The balance between approachability and control isn’t new for OpenAI, but the timing, just as the API opens up to a wider audience, makes it feel especially relevant. As the firm nudges conversational fluency forward, stakeholders are left to wonder whether the added friendliness could blur the line between a tool and a companion, and what that might mean for safety protocols.
Warmer responses in ChatGPT might foster concerns about safety and emotional attachment GPT-5.1 is also available in ChatGPT. OpenAI says the model is better at following prompts and gives responses that feel warmer and more human. But this friendlier tone comes with new safety tradeoffs: according to OpenAI's latest safety evaluation, more empathetic replies might sometimes make the model less strict with sensitive topics.
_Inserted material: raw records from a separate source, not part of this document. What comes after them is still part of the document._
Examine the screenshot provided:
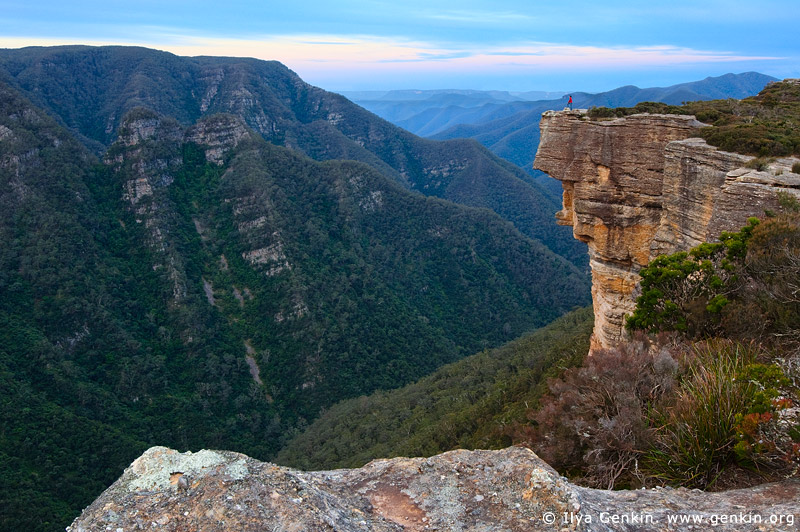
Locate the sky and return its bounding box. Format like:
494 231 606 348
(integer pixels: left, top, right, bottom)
0 0 800 92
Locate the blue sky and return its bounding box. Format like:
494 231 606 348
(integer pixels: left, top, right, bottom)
0 0 800 91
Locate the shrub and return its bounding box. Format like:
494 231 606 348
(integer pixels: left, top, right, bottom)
626 218 760 338
645 339 792 488
527 334 682 489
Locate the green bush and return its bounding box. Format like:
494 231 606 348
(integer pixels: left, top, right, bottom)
645 340 791 488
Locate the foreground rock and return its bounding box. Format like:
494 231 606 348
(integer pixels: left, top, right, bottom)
67 447 800 532
534 110 800 349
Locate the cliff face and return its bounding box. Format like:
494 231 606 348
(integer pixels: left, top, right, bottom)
67 447 800 532
534 110 800 349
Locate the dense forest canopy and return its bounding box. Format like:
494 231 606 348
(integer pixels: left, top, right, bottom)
0 47 589 530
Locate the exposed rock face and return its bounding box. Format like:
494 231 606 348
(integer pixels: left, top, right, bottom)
67 447 800 532
534 110 800 349
186 114 251 165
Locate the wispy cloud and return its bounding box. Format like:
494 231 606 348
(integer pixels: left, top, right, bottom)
416 10 534 26
0 32 781 75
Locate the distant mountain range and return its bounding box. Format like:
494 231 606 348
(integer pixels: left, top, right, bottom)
342 72 776 200
0 46 589 531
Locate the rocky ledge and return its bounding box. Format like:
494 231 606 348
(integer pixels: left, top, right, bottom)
67 447 800 532
534 110 800 349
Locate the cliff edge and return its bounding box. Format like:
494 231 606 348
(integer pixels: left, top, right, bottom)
67 447 800 532
534 110 800 349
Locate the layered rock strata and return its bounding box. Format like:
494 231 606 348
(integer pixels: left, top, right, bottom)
67 447 800 532
534 110 800 349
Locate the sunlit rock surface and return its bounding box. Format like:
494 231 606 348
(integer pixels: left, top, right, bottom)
534 110 800 349
68 447 800 532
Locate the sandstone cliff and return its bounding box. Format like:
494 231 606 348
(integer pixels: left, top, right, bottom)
534 110 800 349
67 447 800 532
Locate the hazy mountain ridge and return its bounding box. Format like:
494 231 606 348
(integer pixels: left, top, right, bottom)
0 48 588 530
431 72 775 175
0 46 585 267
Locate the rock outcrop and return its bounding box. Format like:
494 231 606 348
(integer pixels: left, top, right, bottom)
534 110 800 349
67 447 800 532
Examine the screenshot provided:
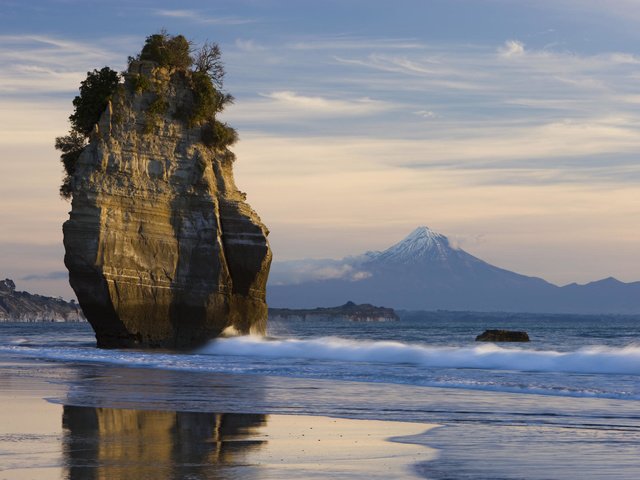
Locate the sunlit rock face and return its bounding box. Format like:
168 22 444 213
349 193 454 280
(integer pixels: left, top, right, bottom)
63 62 271 348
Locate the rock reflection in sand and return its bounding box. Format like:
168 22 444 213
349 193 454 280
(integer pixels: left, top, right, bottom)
62 405 266 480
62 405 433 480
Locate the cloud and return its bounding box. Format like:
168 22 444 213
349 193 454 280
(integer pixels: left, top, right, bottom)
20 271 69 282
154 10 255 25
269 259 371 285
0 35 128 97
235 38 267 53
285 36 425 51
263 91 390 115
498 40 524 58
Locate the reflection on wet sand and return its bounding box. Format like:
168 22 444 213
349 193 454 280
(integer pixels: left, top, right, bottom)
62 405 434 480
62 405 267 480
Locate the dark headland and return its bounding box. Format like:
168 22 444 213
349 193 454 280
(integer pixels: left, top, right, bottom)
269 301 399 322
0 278 85 322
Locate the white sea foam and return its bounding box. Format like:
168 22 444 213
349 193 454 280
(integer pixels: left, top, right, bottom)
198 336 640 375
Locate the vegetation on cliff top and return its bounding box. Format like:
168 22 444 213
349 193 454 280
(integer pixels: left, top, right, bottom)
55 31 238 199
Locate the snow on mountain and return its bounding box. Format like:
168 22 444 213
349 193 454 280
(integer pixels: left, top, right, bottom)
371 226 453 263
267 226 640 313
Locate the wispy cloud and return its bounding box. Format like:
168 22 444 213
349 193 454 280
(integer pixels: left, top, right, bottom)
498 40 524 58
154 10 255 25
269 259 371 285
235 38 267 53
263 91 390 115
0 35 127 96
285 36 425 51
20 271 69 282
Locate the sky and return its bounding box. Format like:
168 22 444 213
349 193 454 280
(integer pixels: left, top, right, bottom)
0 0 640 298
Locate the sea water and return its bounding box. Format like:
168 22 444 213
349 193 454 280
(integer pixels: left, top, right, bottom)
0 312 640 479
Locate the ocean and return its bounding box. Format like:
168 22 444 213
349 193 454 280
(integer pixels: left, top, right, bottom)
0 312 640 480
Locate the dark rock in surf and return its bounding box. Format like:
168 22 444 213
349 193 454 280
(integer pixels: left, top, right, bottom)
476 330 530 342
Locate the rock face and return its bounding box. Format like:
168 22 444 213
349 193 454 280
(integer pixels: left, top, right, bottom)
476 330 529 342
0 278 85 323
63 61 271 347
269 301 399 322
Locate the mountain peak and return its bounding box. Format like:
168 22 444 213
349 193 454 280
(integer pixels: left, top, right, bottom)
376 226 453 263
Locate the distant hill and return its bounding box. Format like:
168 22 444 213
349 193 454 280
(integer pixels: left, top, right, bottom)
269 302 399 322
0 278 85 322
267 227 640 314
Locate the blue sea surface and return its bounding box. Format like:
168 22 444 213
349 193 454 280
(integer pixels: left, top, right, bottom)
0 312 640 480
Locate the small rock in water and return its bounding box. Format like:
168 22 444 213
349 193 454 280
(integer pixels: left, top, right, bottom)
476 330 529 342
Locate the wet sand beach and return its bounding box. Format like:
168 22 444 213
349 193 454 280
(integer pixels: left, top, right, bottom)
0 364 435 480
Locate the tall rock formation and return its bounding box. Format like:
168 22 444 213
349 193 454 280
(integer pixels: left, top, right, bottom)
63 54 271 348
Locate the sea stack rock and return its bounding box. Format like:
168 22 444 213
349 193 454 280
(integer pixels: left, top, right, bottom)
63 37 271 348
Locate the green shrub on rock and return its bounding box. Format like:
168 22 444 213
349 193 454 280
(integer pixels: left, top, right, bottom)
55 31 238 199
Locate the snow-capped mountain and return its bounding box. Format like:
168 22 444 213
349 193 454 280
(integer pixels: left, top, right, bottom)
267 226 640 313
368 227 453 264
The GPT-5.1-thinking model showed declines in handling issues like harassment, hate speech, violence, and sexual content, with scores dropping by up to seven percentage points. Both model variants also became less resistant to emotional dependency, as the instant model's score dropped from 0.986 to 0.945.
Will developers actually get something out of the new variants? OpenAI just rolled out the GPT-5.1 API, adding gpt-5.1-codex and a smaller gpt-5.1-codex-mini that aim at longer code jobs. The price tag is the same as GPT-5, so budgets probably won’t shift.
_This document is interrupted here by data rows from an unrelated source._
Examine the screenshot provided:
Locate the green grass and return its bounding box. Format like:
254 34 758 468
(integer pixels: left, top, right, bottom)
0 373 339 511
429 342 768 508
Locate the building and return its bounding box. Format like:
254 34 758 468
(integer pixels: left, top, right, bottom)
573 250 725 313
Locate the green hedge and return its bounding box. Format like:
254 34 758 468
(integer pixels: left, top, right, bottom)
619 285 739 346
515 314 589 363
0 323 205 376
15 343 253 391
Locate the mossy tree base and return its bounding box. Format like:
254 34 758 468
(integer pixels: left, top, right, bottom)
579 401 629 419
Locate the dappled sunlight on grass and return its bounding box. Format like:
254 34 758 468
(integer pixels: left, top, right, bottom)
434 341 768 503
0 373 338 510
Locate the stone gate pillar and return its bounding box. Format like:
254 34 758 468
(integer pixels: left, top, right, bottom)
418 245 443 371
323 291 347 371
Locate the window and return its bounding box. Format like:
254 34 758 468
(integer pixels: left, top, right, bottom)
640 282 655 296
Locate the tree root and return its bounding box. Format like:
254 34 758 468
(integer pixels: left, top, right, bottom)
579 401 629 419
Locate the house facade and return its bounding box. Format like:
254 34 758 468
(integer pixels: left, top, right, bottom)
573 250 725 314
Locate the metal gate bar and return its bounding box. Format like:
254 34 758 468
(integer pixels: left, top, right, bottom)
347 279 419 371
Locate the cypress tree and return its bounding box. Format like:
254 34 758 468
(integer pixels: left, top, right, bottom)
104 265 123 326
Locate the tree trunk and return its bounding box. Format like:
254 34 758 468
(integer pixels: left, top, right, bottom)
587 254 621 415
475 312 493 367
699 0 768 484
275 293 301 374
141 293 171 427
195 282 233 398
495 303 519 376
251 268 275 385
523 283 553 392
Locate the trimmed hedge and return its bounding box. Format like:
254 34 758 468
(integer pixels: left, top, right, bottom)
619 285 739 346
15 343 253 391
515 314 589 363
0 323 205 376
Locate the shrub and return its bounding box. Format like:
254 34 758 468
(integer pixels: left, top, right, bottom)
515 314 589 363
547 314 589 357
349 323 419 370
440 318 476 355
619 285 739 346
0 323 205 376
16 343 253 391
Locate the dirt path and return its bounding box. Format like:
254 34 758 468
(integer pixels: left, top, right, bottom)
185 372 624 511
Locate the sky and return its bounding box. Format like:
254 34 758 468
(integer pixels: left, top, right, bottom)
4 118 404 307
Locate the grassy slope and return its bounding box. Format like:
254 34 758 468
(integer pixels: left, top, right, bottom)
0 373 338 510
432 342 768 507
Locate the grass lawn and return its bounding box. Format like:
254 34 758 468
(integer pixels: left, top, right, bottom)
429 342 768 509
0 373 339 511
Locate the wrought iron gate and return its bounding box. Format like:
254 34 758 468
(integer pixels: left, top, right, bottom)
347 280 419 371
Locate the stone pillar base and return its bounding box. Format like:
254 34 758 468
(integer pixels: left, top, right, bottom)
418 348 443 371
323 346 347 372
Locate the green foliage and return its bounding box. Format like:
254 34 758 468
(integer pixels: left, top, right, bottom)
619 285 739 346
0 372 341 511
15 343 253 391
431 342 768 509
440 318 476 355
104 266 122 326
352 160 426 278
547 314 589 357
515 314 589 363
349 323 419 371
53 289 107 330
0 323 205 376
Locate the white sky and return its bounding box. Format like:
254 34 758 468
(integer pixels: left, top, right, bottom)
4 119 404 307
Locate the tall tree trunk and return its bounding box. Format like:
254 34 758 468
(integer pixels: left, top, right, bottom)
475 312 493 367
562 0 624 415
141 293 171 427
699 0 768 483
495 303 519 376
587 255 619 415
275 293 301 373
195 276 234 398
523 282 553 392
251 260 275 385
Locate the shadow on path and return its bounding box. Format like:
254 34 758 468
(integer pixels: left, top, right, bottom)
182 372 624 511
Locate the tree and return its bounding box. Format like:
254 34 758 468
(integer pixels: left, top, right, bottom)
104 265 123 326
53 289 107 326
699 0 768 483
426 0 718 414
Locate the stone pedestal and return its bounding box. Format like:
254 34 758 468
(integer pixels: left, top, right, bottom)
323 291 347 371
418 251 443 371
Prompt caching now sticks around for up to a day, which should trim latency and cut the cost of repeated calls. In our tests the model nudged up on the SWE-bench suite - 76.3 % versus 72.8 % before - a modest but noticeable bump. In ChatGPT the upgrade feels a bit more attentive; responses come across as warmer, almost human-like.
That friendliness, though, brings safety worries. OpenAI admits users might start to bond emotionally, and it’s still unclear how that trade-off will play out. All told, GPT-5.1 adds a few new knobs without raising fees, offers a small performance lift, and shifts tone in a way that could change how people interact.
Whether the risk side outweighs the upside will hinge on real-world use.
Further Reading
Common Questions Answered
What new coding variants does the GPT‑5.1 API introduce and how do they differ?
The GPT‑5.1 API adds two variants: gpt‑5.1‑codex and gpt‑5.1‑codex‑mini. Both are designed for longer programming tasks, with the full‑size codex offering higher capacity for complex code generation while the mini version balances speed and resource usage for smaller snippets.
How does the warmer tone of ChatGPT powered by GPT‑5.1 affect safety according to OpenAI’s evaluation?
OpenAI reports that the friendlier, more empathetic responses can sometimes reduce strictness on sensitive topics, leading to a measurable decline in handling certain safety‑critical queries. This trade‑off means the model may appear more human‑like but requires additional safeguards to prevent misuse.
What performance improvement does GPT‑5.1 show on the SWE‑bench coding benchmark?
On the SWE‑bench coding test, GPT‑5.1 raises its success rate to 76.3 percent, up from 72.8 percent for the previous GPT‑5 model. The modest lift demonstrates tangible gains in code generation accuracy without a dramatic jump in overall capability.
What changes to prompt caching were introduced with the GPT‑5.1 API and what benefits do they provide?
Prompt caching now persists for up to 24 hours, allowing repeated queries to reuse previously computed context. This reduces latency for frequent calls and lowers the cost of repeated‑query processing, making the API more efficient for developers.